The question of whether a product can be supplied is not trivial. The processes used to supply small, early clinical trials are often academic in nature, Myers said, and they involve steps that are not easily scaled up or industrialized. Process changes are generally necessary if the product is to be supplied to a larger population of patients, and these changes are a source of variability. Even if the issues related to generating a larger supply were not a concern, process changes would still be inevitable, Myers said, as technology is constantly evolving. One result is that changes to the analytical methods are also necessary throughout development, she said. The variability that stems from process change makes these complex products even more complex, Myers said.

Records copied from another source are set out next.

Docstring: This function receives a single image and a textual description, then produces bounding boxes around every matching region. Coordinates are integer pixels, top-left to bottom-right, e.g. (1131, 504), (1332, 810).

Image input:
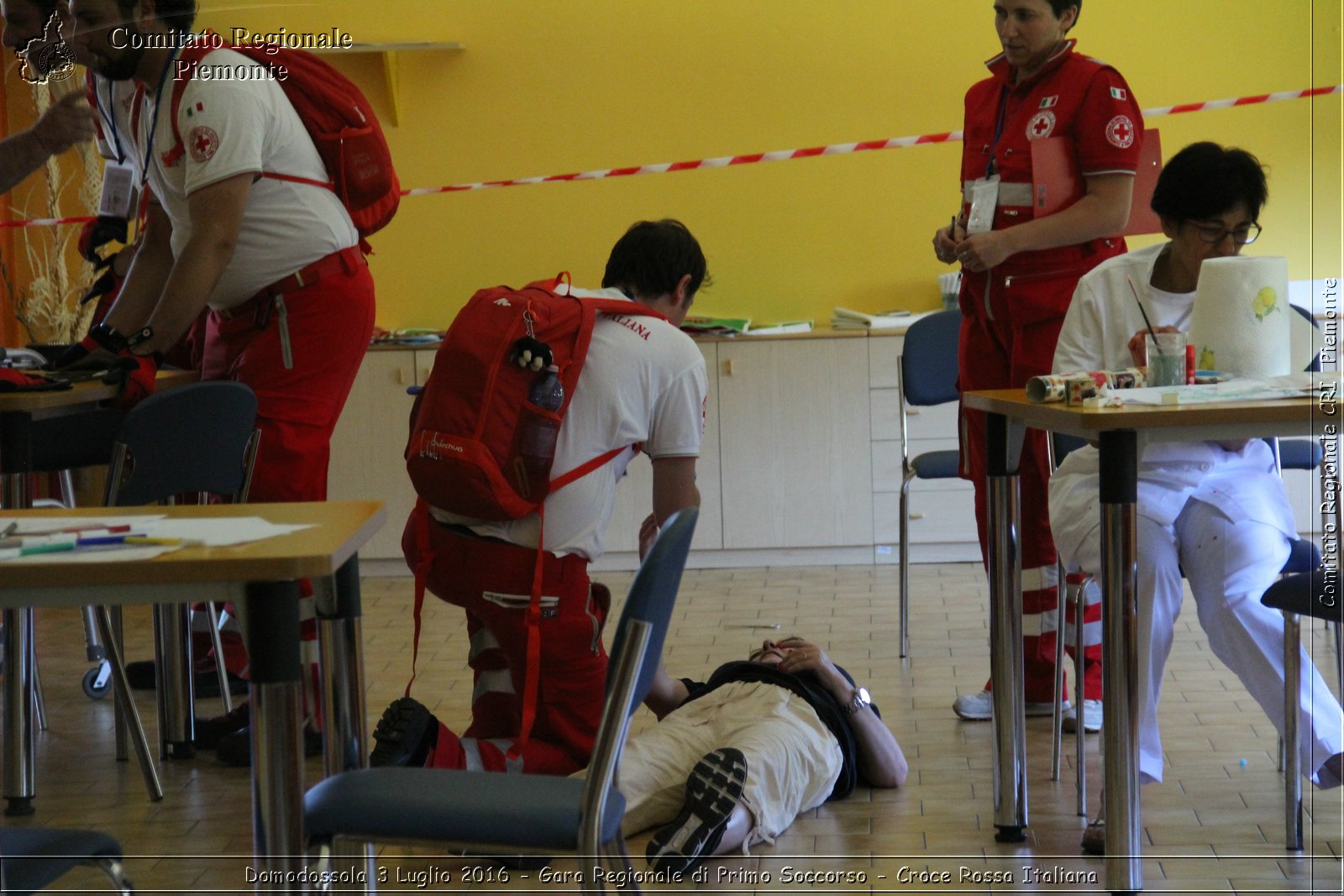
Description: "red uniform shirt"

(961, 40), (1144, 267)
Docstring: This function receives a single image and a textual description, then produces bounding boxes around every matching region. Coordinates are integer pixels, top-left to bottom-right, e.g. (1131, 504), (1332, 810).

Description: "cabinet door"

(606, 343), (723, 552)
(719, 338), (872, 548)
(327, 351), (419, 558)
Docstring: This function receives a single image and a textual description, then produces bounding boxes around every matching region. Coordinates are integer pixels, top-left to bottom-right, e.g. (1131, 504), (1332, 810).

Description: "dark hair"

(1152, 141), (1268, 222)
(602, 217), (708, 298)
(1046, 0), (1084, 24)
(117, 0), (197, 34)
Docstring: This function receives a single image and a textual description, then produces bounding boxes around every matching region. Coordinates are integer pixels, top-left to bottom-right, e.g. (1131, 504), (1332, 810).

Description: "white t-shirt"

(125, 50), (359, 309)
(432, 289), (708, 560)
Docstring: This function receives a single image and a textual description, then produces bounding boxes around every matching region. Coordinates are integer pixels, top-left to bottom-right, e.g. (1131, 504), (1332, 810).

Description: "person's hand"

(103, 352), (159, 411)
(1126, 327), (1180, 367)
(932, 224), (965, 265)
(32, 90), (97, 156)
(640, 513), (660, 563)
(954, 230), (1016, 271)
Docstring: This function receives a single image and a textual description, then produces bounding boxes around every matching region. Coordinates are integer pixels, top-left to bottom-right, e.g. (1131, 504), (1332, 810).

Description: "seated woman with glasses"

(1050, 143), (1344, 851)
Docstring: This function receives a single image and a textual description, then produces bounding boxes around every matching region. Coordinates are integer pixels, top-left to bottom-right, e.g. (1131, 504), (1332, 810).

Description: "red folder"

(1031, 128), (1163, 237)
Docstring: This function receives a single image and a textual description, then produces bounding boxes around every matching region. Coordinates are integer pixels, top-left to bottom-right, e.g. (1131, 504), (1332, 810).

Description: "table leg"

(4, 607), (36, 815)
(985, 414), (1026, 842)
(244, 580), (304, 892)
(1100, 430), (1144, 892)
(314, 558), (378, 892)
(153, 603), (196, 759)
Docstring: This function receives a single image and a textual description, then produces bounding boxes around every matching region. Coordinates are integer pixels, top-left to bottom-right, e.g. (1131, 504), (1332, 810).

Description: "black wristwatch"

(842, 688), (872, 716)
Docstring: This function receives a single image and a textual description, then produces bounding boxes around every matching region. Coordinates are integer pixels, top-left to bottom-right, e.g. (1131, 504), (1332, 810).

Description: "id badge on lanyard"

(966, 175), (999, 237)
(98, 160), (139, 220)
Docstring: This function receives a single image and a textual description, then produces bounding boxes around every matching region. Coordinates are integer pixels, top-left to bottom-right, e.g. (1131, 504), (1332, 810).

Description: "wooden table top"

(0, 501), (386, 592)
(0, 371), (200, 414)
(963, 388), (1341, 438)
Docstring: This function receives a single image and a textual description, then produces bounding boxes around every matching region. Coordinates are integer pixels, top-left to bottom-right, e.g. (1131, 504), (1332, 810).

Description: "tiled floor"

(4, 564), (1344, 893)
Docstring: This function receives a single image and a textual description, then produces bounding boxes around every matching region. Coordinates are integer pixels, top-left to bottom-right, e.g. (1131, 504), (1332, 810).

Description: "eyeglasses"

(1189, 222), (1261, 246)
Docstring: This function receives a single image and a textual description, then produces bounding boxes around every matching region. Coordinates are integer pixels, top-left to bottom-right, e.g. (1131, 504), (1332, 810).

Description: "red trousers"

(958, 310), (1100, 703)
(200, 254), (374, 724)
(402, 511), (610, 775)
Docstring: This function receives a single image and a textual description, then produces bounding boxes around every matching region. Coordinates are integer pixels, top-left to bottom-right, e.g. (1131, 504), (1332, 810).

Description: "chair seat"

(910, 451), (961, 479)
(0, 827), (121, 893)
(1279, 538), (1321, 575)
(1278, 439), (1326, 470)
(1261, 569), (1344, 622)
(304, 768), (625, 851)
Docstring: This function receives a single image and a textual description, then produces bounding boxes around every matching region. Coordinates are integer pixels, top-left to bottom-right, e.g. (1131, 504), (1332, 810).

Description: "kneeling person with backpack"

(371, 220), (707, 775)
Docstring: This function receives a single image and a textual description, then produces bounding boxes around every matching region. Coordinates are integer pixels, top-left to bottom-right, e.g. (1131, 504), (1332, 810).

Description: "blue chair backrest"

The goal, she said, is to “implement process and analytical improvements that will provide greater process robustness and enhanced product quality while minimizing the impact of changes.” To achieve this, Myers proposed using elements of quality by design, which she defined as “a systematic approach to development that is based on sound science and risk management.” It includes predefined objectives and focuses on product and process understanding and process control.
Quality by Design
Quality by design begins with defining the critical quality attributes of a product; that is, those attributes with the potential to affect product safety or efficacy, Myers explained. These critical quality attributes are the foundation for control strategies to manage product quality across the product life cycle, she said. Critical quality attributes are not analytical methods or specifications, but they should be based on robust data where possible, she said. The control strategy for a given attribute might or might not include the need to test for that attribute on product release.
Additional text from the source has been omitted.